PprA contributes to Deinococcus radiodurans resistance to nalidixic acid, genome maintenance after DNA damage and interacts with deinococcal topoisomerases.

PLoS One

Molecular Biology Division, Bhabha Atomic Research Centre, Mumbai, India ; Division of Infectious Disease, Brigham and Women's Hospital, Department of Microbiology and Immunobiology, Harvard Medical School, and HHMI, Boston, Massachusetts, United States of America.

Published: December 2014

PprA is known to contribute to Deinococcus radiodurans' remarkable capacity to survive a variety of genotoxic assaults. The molecular bases for PprA's role(s) in the maintenance of the damaged D. radiodurans genome are incompletely understood, but PprA is thought to promote D. radiodurans's capacity for DSB repair. PprA is found in a multiprotein DNA processing complex along with an ATP type DNA ligase, and the D. radiodurans toposiomerase IB (DraTopoIB) as well as other proteins.
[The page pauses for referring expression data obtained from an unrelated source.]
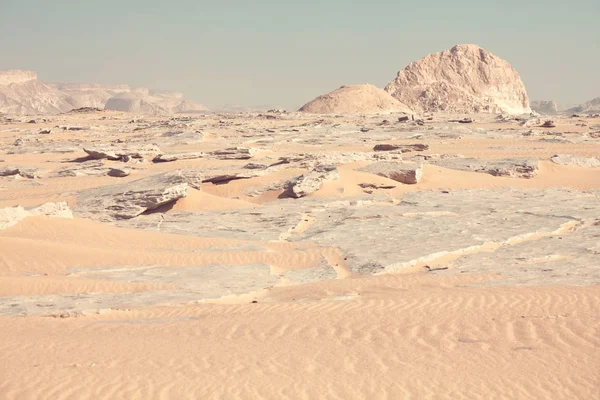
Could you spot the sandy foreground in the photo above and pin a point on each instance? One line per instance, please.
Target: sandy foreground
(464, 285)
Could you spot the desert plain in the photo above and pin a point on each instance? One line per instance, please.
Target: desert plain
(291, 255)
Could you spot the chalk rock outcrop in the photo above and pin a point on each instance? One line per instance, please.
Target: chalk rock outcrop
(10, 216)
(464, 79)
(312, 181)
(81, 95)
(567, 159)
(125, 201)
(148, 102)
(589, 107)
(357, 99)
(544, 107)
(22, 93)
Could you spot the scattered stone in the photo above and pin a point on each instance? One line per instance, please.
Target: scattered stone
(548, 124)
(386, 147)
(29, 173)
(119, 172)
(233, 153)
(374, 186)
(10, 216)
(443, 82)
(404, 173)
(566, 159)
(9, 171)
(363, 99)
(177, 157)
(255, 166)
(545, 107)
(122, 154)
(312, 181)
(510, 167)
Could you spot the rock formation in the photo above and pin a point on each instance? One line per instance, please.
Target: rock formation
(312, 181)
(131, 199)
(147, 102)
(464, 79)
(81, 95)
(404, 173)
(10, 216)
(22, 93)
(544, 107)
(363, 99)
(590, 107)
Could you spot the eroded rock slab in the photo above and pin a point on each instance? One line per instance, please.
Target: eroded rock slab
(586, 162)
(12, 215)
(312, 181)
(114, 152)
(131, 199)
(404, 173)
(511, 167)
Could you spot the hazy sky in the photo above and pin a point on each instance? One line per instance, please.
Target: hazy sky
(284, 53)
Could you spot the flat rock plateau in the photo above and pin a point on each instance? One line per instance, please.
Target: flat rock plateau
(294, 255)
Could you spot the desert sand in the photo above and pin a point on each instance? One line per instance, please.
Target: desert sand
(281, 269)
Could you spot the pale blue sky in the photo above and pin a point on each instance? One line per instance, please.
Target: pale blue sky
(284, 53)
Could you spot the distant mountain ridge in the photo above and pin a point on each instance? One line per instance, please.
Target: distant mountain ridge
(21, 92)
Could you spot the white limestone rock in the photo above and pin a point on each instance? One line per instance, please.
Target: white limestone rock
(357, 99)
(312, 181)
(464, 79)
(10, 216)
(567, 159)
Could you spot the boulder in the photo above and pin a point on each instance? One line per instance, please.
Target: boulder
(85, 168)
(125, 201)
(311, 182)
(119, 172)
(233, 153)
(177, 157)
(404, 173)
(464, 79)
(544, 107)
(404, 148)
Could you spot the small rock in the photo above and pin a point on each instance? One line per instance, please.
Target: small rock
(177, 157)
(404, 173)
(233, 153)
(565, 159)
(548, 124)
(312, 181)
(119, 172)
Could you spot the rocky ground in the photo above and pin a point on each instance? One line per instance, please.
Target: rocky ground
(105, 212)
(373, 188)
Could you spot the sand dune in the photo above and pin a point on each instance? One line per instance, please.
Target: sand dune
(415, 339)
(462, 286)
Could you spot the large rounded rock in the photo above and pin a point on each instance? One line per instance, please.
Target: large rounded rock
(464, 79)
(357, 99)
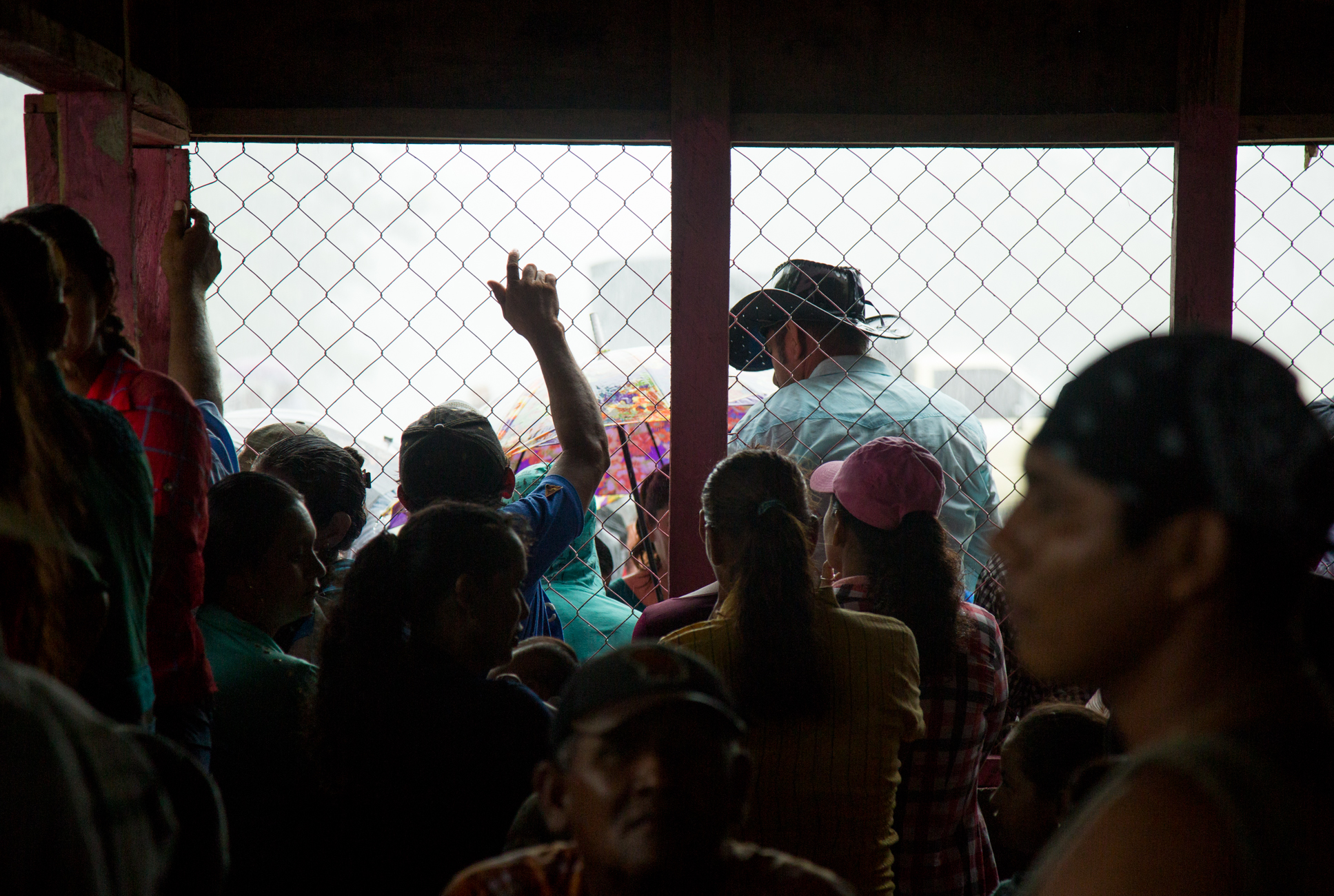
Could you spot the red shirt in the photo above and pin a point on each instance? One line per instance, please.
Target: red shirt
(172, 432)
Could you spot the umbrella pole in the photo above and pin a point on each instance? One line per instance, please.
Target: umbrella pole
(639, 511)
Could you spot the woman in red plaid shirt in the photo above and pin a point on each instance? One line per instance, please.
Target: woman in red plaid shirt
(99, 363)
(887, 553)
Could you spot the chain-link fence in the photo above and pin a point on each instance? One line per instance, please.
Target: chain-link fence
(354, 288)
(1284, 282)
(1011, 269)
(354, 298)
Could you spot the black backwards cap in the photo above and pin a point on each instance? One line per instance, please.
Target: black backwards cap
(451, 452)
(809, 292)
(616, 687)
(1200, 420)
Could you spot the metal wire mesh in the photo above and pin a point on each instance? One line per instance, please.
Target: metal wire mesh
(1284, 282)
(1014, 268)
(354, 298)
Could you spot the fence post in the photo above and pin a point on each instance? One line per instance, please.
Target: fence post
(700, 247)
(1205, 187)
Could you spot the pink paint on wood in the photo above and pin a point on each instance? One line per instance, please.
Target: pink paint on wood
(700, 250)
(97, 179)
(162, 176)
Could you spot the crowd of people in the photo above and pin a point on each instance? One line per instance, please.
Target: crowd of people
(214, 682)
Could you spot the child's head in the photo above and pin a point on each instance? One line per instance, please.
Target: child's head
(543, 664)
(1038, 759)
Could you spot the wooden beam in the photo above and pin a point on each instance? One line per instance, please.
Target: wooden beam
(451, 125)
(1205, 187)
(162, 176)
(780, 130)
(50, 57)
(700, 252)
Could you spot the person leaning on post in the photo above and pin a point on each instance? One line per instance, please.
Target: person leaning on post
(646, 775)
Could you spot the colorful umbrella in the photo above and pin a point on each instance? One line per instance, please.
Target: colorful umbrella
(630, 385)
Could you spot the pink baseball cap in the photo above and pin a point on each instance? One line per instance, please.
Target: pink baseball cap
(883, 480)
Here, we show that PprA is a key contributor to D. radiodurans resistance to nalidixic acid (Nal), an inhibitor of topoisomerase II. Growth of wild type D. radiodurans and a pprA mutant were similar in the absence of exogenous genotoxic insults; however, the pprA mutant exhibited marked growth delay and a higher frequency of anucleate cells following treatment with DNA-damaging agents. We show that PprA interacts with both DraTopoIB and the Gyrase A subunit (DraGyrA) in vivo and that purified PprA enhances DraTopoIB catalysed relaxation of supercoiled DNA. Thus, besides promoting DNA repair, our findings suggest that PprA also contributes to preserving the integrity of the D. radiodurans genome following DNA damage by interacting with DNA topoisomerases and by facilitating the actions of DraTopoIB.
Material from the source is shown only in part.